Reliable Noninvasive Coronary Angiography With Fast Submillimeter Multislice Spiral Computed Tomography

Abstract
Background— Multislice spiral computed tomography (MSCT) is a promising technique for noninvasive coronary angiography, although clinical application has remained limited because of frequently incomplete interpretability, caused by motion artifacts and calcifications. Methods and Results— In 59 patients (53 male, aged 58±12 years) with suspected obstructive coronary artery disease, ECG-gated MSCT angiography was performed with a 16-slice MSCT scanner (0.42-s rotation time, 12×0.75-mm detector collimation). Thirty-four patients were given additional β-blockers (average heart rate: 56±6 min−1). After contrast injection, all data were acquired during an approximately 20-s breath hold. The left main (LM), left anterior descending (LAD), left circumflex (LCX), and right coronary artery (RCA), including ≥2.0-mm side branches, were independently evaluated by two blinded observers and screened for ≥50% stenoses.
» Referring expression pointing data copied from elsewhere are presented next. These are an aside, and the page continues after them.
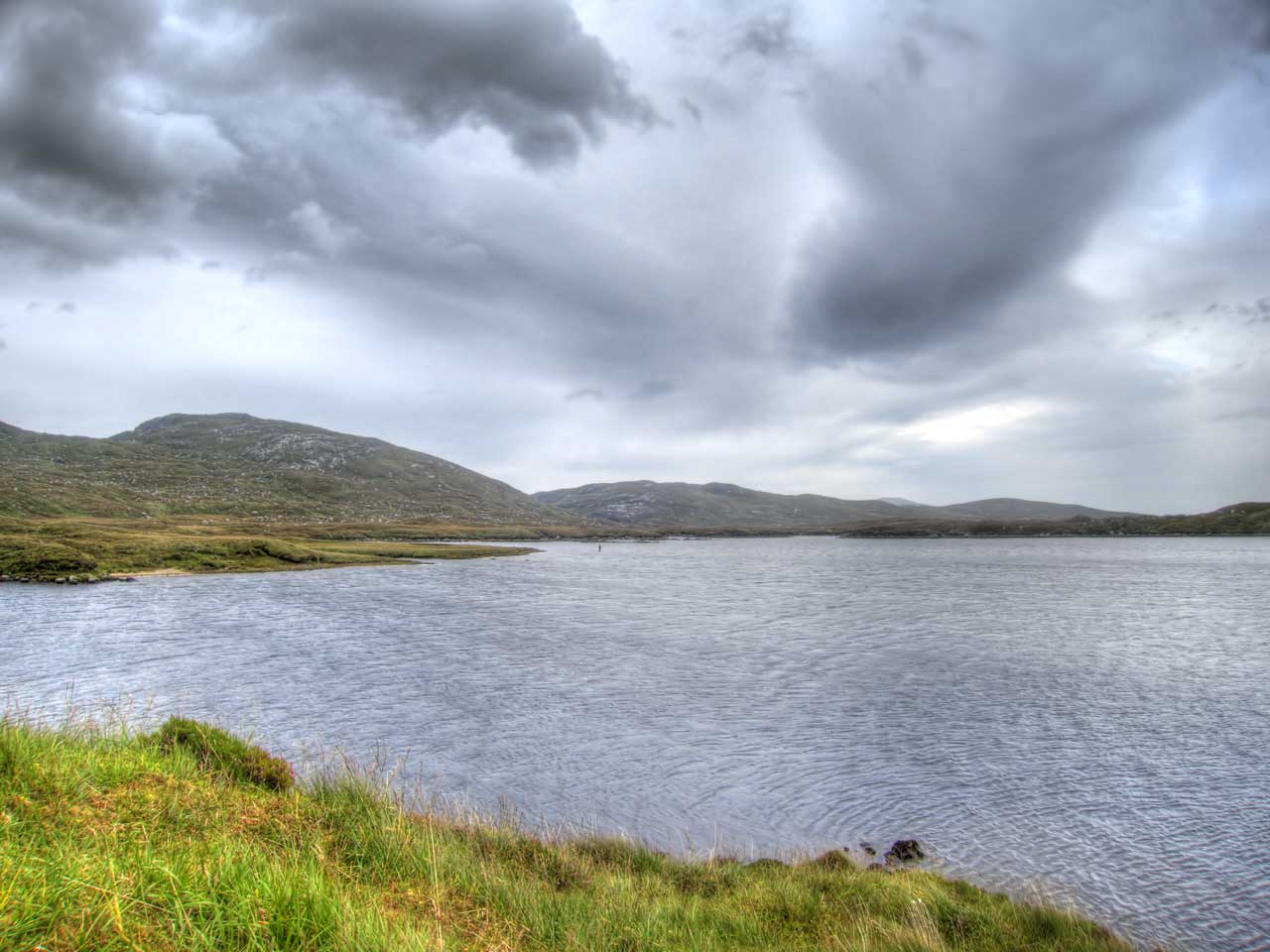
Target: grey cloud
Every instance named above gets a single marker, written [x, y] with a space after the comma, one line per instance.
[527, 68]
[769, 36]
[653, 390]
[84, 158]
[973, 186]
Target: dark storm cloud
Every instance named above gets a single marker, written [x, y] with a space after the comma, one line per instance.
[769, 36]
[86, 160]
[976, 163]
[56, 122]
[112, 119]
[527, 68]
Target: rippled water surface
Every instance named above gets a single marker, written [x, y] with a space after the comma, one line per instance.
[1082, 717]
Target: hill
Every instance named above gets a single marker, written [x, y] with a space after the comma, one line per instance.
[236, 465]
[645, 504]
[716, 506]
[1239, 520]
[1020, 509]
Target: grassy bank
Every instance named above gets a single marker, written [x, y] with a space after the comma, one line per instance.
[44, 549]
[189, 841]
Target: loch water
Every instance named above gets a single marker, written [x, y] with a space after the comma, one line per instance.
[1080, 720]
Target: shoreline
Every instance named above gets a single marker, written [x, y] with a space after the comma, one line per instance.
[163, 841]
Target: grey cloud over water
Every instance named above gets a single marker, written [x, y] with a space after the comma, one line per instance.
[912, 249]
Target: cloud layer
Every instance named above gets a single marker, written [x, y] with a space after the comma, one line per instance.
[934, 250]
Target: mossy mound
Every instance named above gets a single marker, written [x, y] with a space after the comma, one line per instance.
[169, 841]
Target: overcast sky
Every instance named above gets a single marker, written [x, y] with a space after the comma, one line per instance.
[938, 249]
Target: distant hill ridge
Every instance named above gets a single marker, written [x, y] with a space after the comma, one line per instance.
[648, 504]
[245, 466]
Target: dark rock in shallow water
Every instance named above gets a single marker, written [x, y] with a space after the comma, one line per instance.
[906, 851]
[834, 860]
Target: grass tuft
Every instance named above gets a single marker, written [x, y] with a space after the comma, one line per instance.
[122, 842]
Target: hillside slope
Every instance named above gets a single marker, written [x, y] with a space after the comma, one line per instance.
[248, 467]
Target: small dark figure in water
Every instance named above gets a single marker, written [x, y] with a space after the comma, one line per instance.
[905, 851]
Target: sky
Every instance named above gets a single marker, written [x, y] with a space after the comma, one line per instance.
[937, 249]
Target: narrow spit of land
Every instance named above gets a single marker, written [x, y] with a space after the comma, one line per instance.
[89, 549]
[190, 839]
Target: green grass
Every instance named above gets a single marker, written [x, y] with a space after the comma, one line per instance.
[44, 549]
[113, 841]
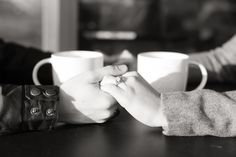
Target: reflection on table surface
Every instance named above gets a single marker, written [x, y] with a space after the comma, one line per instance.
[122, 136]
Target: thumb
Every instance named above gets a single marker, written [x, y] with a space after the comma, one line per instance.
[114, 70]
[115, 92]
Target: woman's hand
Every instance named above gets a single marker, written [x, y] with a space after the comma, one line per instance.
[136, 96]
[82, 101]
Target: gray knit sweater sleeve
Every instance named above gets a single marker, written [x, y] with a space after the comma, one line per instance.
[199, 113]
[220, 62]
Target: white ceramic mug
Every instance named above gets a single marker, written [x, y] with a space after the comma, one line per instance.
[68, 64]
[168, 71]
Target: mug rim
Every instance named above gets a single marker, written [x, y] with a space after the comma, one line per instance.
[83, 54]
[170, 55]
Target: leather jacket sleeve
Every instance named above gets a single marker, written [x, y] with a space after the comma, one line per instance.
[27, 108]
[24, 107]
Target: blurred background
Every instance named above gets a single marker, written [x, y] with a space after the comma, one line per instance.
[114, 25]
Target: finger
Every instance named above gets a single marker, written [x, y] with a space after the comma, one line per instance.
[114, 70]
[114, 91]
[131, 74]
[108, 80]
[113, 80]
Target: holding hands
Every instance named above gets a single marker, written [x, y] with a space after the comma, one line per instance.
[91, 97]
[82, 100]
[136, 96]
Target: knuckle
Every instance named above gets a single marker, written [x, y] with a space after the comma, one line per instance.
[101, 121]
[134, 73]
[132, 79]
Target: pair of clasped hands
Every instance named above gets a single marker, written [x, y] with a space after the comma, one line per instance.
[92, 97]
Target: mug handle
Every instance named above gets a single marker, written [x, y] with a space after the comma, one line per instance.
[36, 69]
[204, 75]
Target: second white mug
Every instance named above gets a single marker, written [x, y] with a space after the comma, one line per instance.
[167, 71]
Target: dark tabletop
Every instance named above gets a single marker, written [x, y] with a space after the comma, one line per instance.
[123, 136]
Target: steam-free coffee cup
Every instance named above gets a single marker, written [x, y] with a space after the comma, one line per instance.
[68, 64]
[168, 71]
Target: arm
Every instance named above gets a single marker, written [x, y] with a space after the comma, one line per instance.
[30, 107]
[220, 62]
[198, 113]
[24, 108]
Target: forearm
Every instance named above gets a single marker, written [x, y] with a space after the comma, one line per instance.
[220, 62]
[200, 113]
[25, 108]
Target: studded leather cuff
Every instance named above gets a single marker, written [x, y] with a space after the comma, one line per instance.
[39, 107]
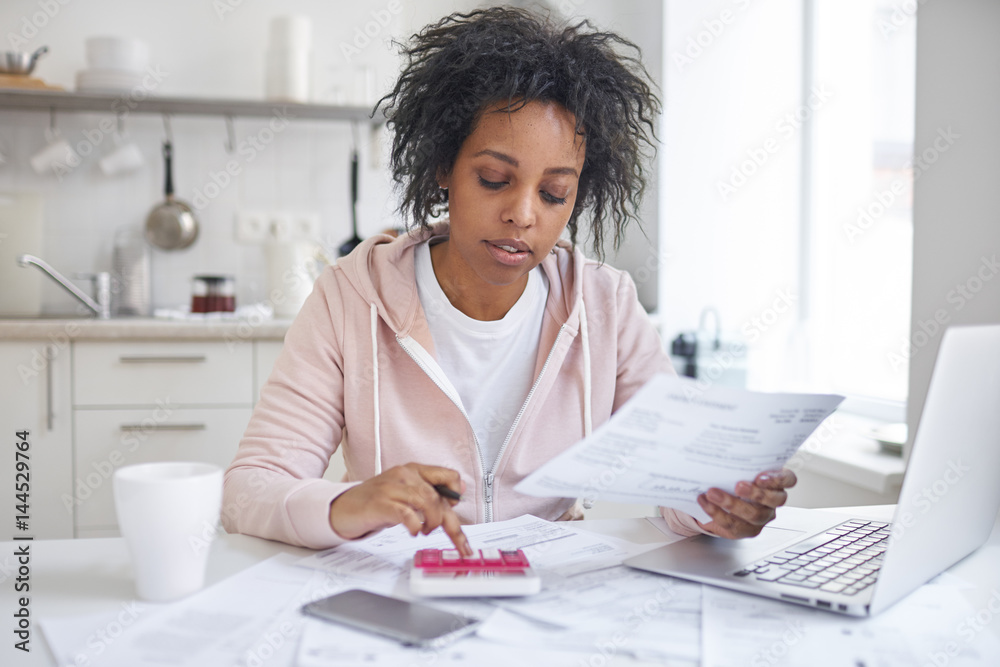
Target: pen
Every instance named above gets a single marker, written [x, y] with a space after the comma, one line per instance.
[446, 492]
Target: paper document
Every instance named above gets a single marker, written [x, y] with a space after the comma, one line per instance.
[676, 438]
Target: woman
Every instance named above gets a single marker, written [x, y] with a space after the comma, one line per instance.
[466, 353]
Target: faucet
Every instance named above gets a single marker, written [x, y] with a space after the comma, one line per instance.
[102, 283]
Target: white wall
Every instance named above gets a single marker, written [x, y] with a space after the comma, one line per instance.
[956, 239]
[205, 52]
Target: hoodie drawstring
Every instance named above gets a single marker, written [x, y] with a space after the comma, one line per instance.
[378, 439]
[588, 422]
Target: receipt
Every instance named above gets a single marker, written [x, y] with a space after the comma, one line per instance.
[676, 438]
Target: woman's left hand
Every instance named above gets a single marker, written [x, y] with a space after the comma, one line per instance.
[747, 512]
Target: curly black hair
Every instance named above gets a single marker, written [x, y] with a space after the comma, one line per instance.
[466, 63]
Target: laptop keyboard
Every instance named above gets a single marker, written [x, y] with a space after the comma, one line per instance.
[844, 559]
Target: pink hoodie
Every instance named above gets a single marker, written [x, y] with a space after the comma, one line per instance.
[353, 373]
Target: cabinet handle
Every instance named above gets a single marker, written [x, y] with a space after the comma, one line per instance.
[162, 359]
[50, 417]
[162, 427]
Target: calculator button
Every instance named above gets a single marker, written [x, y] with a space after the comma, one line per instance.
[491, 556]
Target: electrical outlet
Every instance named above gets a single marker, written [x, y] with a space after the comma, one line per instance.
[282, 226]
[305, 226]
[279, 227]
[252, 226]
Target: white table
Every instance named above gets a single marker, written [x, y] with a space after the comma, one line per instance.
[85, 576]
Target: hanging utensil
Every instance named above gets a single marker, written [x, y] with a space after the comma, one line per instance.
[171, 225]
[20, 63]
[355, 240]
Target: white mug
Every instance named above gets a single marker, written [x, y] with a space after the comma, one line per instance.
[168, 513]
[57, 156]
[123, 158]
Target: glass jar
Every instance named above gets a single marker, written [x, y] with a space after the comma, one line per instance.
[213, 294]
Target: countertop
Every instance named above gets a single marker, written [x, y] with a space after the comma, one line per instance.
[209, 328]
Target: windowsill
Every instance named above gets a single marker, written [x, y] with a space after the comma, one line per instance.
[848, 455]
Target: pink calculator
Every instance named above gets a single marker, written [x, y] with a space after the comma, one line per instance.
[488, 573]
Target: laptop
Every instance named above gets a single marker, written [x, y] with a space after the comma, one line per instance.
[852, 565]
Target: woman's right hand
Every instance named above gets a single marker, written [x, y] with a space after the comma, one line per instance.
[404, 494]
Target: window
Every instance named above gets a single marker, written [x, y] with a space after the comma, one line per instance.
[787, 189]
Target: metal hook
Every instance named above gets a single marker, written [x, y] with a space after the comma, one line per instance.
[166, 128]
[230, 135]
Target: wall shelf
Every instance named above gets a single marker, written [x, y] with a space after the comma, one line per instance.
[114, 103]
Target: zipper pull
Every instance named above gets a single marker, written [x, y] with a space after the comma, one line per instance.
[489, 487]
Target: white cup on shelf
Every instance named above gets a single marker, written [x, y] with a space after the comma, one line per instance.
[168, 514]
[117, 54]
[57, 155]
[123, 158]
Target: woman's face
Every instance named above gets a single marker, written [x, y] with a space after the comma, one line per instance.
[510, 194]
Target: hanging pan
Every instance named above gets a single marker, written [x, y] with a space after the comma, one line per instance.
[171, 225]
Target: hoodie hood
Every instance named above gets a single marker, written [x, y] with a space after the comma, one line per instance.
[381, 269]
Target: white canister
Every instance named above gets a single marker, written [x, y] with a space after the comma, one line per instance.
[288, 66]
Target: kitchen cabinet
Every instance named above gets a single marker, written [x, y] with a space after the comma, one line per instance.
[142, 401]
[97, 395]
[35, 397]
[92, 405]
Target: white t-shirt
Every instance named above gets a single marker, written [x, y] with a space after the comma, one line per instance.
[490, 364]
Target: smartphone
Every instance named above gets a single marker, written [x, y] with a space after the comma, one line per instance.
[411, 623]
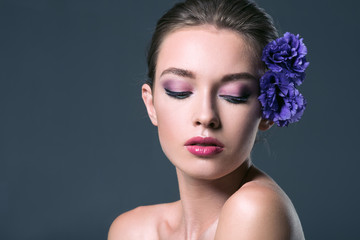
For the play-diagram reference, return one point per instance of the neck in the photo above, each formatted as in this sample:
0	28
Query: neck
202	200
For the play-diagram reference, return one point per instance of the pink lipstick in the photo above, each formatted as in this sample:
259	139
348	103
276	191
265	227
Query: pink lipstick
204	147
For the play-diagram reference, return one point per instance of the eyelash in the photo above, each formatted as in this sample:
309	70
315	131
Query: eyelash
235	100
229	98
178	95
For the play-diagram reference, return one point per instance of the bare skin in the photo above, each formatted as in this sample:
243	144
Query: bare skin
223	196
258	210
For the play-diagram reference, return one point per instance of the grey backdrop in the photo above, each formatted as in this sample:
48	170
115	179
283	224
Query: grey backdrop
77	149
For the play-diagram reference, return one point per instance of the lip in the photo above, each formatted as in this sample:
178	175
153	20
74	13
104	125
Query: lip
204	147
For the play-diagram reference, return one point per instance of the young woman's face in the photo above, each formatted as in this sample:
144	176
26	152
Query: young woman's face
204	100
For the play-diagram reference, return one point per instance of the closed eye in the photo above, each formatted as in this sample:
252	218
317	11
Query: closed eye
235	99
178	95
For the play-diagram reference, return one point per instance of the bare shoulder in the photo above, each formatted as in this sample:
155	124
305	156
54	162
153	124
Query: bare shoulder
259	210
140	223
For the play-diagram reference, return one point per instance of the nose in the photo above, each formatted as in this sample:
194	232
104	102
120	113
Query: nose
206	113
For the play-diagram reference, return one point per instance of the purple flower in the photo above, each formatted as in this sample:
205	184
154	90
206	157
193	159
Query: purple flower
281	101
287	55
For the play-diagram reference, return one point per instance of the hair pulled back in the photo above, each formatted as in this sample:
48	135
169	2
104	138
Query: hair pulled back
242	16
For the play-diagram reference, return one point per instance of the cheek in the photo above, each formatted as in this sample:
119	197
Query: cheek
169	124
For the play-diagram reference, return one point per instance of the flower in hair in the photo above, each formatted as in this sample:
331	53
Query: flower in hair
285	58
281	101
287	55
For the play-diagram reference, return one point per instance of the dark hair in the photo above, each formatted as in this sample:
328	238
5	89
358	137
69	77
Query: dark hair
242	16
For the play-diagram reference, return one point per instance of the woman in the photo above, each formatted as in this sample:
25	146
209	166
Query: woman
203	95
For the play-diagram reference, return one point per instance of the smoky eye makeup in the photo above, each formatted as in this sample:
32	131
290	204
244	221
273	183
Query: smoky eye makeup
177	88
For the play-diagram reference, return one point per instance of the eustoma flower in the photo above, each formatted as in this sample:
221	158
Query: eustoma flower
281	101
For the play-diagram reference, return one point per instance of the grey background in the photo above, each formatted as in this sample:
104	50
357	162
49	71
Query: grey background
77	149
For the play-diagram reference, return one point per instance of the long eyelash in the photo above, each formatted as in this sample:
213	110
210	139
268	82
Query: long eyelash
235	100
178	95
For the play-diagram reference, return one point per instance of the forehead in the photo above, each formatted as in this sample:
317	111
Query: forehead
207	50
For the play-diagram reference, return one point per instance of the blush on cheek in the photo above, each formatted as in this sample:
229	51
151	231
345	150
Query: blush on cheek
237	89
176	85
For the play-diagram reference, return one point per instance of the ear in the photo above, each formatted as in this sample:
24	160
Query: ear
147	97
265	124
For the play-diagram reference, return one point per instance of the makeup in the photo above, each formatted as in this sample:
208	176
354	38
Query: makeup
204	147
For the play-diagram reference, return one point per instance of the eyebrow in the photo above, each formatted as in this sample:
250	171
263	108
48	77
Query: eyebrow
227	78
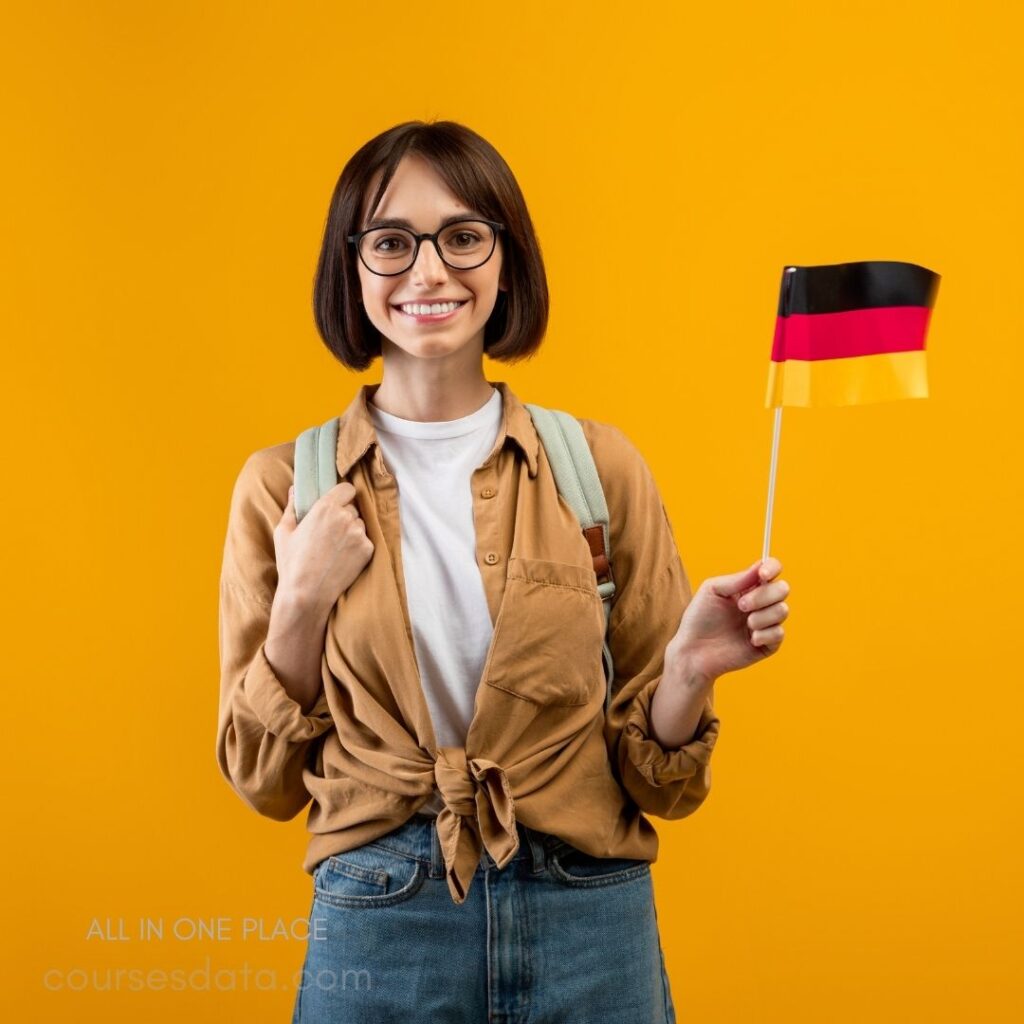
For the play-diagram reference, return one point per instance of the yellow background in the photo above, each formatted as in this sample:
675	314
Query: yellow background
166	177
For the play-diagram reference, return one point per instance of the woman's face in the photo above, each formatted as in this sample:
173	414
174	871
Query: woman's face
419	196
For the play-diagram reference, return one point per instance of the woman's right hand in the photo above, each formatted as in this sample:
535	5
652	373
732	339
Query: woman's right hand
320	558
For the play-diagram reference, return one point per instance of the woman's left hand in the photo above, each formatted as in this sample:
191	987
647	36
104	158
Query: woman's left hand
732	621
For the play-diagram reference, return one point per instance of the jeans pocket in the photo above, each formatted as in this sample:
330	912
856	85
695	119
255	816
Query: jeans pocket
573	867
370	876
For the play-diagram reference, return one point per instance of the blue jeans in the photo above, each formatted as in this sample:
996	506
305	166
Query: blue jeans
555	937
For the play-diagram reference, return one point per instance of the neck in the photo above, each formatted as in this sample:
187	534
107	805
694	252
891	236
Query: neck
419	390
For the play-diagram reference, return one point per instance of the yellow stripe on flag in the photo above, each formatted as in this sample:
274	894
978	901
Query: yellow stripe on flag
849	381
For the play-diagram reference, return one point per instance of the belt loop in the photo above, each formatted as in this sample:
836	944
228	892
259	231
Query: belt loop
436	857
537	850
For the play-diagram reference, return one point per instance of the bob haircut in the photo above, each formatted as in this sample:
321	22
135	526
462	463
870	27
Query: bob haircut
475	172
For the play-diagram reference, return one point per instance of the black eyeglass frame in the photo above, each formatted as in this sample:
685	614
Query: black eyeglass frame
426	237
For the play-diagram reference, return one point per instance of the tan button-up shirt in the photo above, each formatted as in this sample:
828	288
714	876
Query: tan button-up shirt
540	748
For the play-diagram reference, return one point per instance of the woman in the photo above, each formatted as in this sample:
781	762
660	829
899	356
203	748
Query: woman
433	679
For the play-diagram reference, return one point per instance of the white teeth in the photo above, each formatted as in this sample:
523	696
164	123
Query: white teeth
419	309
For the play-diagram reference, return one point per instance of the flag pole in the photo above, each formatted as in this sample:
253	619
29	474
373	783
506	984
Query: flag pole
771	480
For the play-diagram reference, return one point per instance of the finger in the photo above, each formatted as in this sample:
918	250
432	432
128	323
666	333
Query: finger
767	637
735	583
771	615
761	597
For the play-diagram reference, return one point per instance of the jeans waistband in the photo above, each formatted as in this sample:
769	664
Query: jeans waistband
418	838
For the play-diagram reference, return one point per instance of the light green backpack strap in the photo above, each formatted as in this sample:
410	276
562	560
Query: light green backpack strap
315	465
578	480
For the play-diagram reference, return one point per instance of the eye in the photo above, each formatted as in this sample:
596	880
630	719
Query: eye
389	244
465	239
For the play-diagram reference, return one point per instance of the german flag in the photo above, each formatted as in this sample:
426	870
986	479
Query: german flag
848	334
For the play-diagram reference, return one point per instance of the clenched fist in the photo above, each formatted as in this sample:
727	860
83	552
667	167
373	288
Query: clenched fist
320	558
733	621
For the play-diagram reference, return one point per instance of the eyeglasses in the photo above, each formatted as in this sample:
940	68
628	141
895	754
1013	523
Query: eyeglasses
462	245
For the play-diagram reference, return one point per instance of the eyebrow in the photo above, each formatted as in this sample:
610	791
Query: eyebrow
401	222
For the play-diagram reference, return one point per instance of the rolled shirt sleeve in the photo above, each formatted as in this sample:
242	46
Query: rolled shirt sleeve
651	594
264	740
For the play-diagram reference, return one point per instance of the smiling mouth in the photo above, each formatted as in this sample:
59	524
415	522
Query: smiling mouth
428	316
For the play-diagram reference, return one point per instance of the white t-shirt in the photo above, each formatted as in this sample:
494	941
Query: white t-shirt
433	463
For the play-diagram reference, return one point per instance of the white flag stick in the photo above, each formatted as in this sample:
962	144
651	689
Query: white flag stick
771	480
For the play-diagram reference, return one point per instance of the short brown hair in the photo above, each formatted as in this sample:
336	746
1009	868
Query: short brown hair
475	172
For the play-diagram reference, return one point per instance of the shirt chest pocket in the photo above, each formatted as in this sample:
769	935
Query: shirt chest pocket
549	634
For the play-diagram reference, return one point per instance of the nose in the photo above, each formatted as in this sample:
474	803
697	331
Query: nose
429	267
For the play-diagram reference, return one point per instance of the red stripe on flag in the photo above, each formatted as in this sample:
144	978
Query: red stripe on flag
857	332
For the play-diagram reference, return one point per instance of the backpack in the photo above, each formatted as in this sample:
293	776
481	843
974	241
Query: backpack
572	465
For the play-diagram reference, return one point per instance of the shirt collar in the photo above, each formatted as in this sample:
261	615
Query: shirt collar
356	432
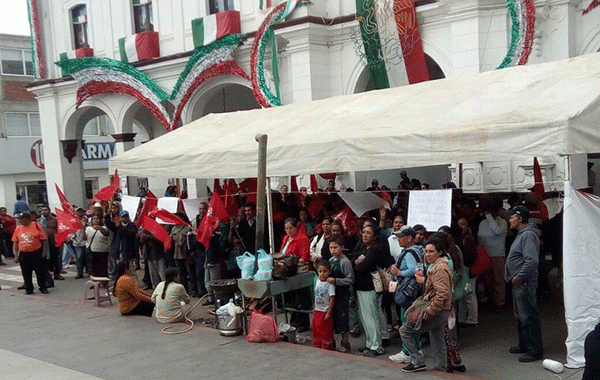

The consensus reading was compared with quantitative coronary angiography. MSCT was successful in 58 patients. Eighty-six of the 231 evaluated branches were significantly diseased. Without exclusion of branches, the sensitivity, specificity and positive and negative predictive value to identify ≥50% obstructed branches was 95% (82/86), 86% (125/145), 80% (82/102), and 97% (125/129), respectively. The overall accuracy for the LM, LAD, RCA, and LCX was 100%, 91%, 86%, and 81%, respectively. No obstructed LM, LAD, or RCA branches remained undetected. Classification of patients as having no, single, or multivessel disease was accurate in 78% (45/58) of patients and no patients with significant obstructions were incorrectly excluded. Conclusions— Improvements in MSCT technology, combined with heart rate control, allow reliable noninvasive detection of obstructive coronary artery disease.